Many other strains can accompany corporate volunteerism. Employees under union contracts who feel forced into volunteering may find an ally in their labour union. Recruiting too hard among employees through repetitive messaging can prove irritating. As team players, some go along with a volunteer program in hopes of a positive performance review, transfer, or a promotion with greater rewards. Should such results fail to materialize, expectancies are violated, and employees are left to ponder whether their time investment really was worth it. Forcing employees to do something they may resist could result in social media backlash, with employees using uncontrolled media to speak out against companies in real-time.
Yet, many positive outcomes await well-managed employee volunteer projects in the service of corporate social responsibility/sustainability. About 62.6 million people in the U.S. volunteered through or for an organization at least once, spending a median of 52 hours on volunteer activities during the September 2014 to September 2015 period. In Canada, corporate volunteerism program growth corresponds with decreased government support traditionally given to non-profit service organizations and initiatives. Global comparison/contrast of volunteerism offers a window on this growing trend.
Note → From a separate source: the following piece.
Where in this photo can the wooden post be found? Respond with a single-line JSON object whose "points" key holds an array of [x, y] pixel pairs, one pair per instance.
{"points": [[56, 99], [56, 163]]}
As illustrated here, synergies enable corporations to enhance reputation through employee volunteerism in support of CSR/S goals.
Overall, corporate staff have much to gain through engagement with well-managed CSR/S volunteer programs. Religion, politics, and economics are primary factors used to explain reasons for volunteering – based on altruism and status and material rewards. In my 2013 study, I found eight distinct roles volunteering enables employees to exact: ambassador/foot soldier, community organizer, companion/ally, fundraiser, global citizen, networker/team-worker, student and teacher, and Santa Claus.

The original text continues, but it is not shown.